Teams from schools like Clemson and Alabama are well funded, have great bass lakes nearby and are populated with kids who grow up with competitive bass fishing.
The Pattersons have spent a lot of their summers and weekends fishing at a family cabin on Table Rock Lake in the Ozarks. They fish a wide variety of tournaments in Kansas and Missouri. They spent their spring break on Lake Murray, looking for places Patterson might try in the tournament that ran last weekend.

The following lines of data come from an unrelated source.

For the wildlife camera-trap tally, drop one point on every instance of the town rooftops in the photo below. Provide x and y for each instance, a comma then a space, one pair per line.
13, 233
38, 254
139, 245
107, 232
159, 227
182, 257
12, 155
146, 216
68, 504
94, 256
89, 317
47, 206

Patterson said he decided to “go for broke” by concentrating on places where he might catch really big bass, which he said were schooling where they could feed on blue-backed herring. Fishing potential spots with 5-inch plastic lures, he caught four bass totaling about 11 pounds and was in 13th place Friday.
Confident he was on a good pattern, he caught a five-fish limit that weighed more than 17 pounds on Saturday. That pushed him into second place going into Sunday, when only the top five boats were allowed to fish.
At Sunday’s final weigh-in, he brought five fish that weighed a tad over 18 pounds, putting this three-day total two pounds bigger than the second-place team.
“I can’t tell you what that was like when I realized I’d won the national championship by myself,” he said. “It literally was a dream come true.”
Though he has the title, most of the winnings have to be shared. K-State gets $25,000 for his win and the fishing club gets a new Ranger bass boat and $50,000. The latter will come in handy when Patterson and others travel to future tournaments.
His win also qualified Patterson to fish the FLW Forrest Wood Cup in August, a Super Bowl kind of tournament that carries a first prize worth about $600,000.
“Numerous times I’ve gone to tournaments and slept in my truck because (the club) really couldn’t afford motels,” he said. “It’ll be nice not to have to worry about that.
“I’ll be fishing against the best professional anglers in the world, and I won’t be sleeping in my truck.”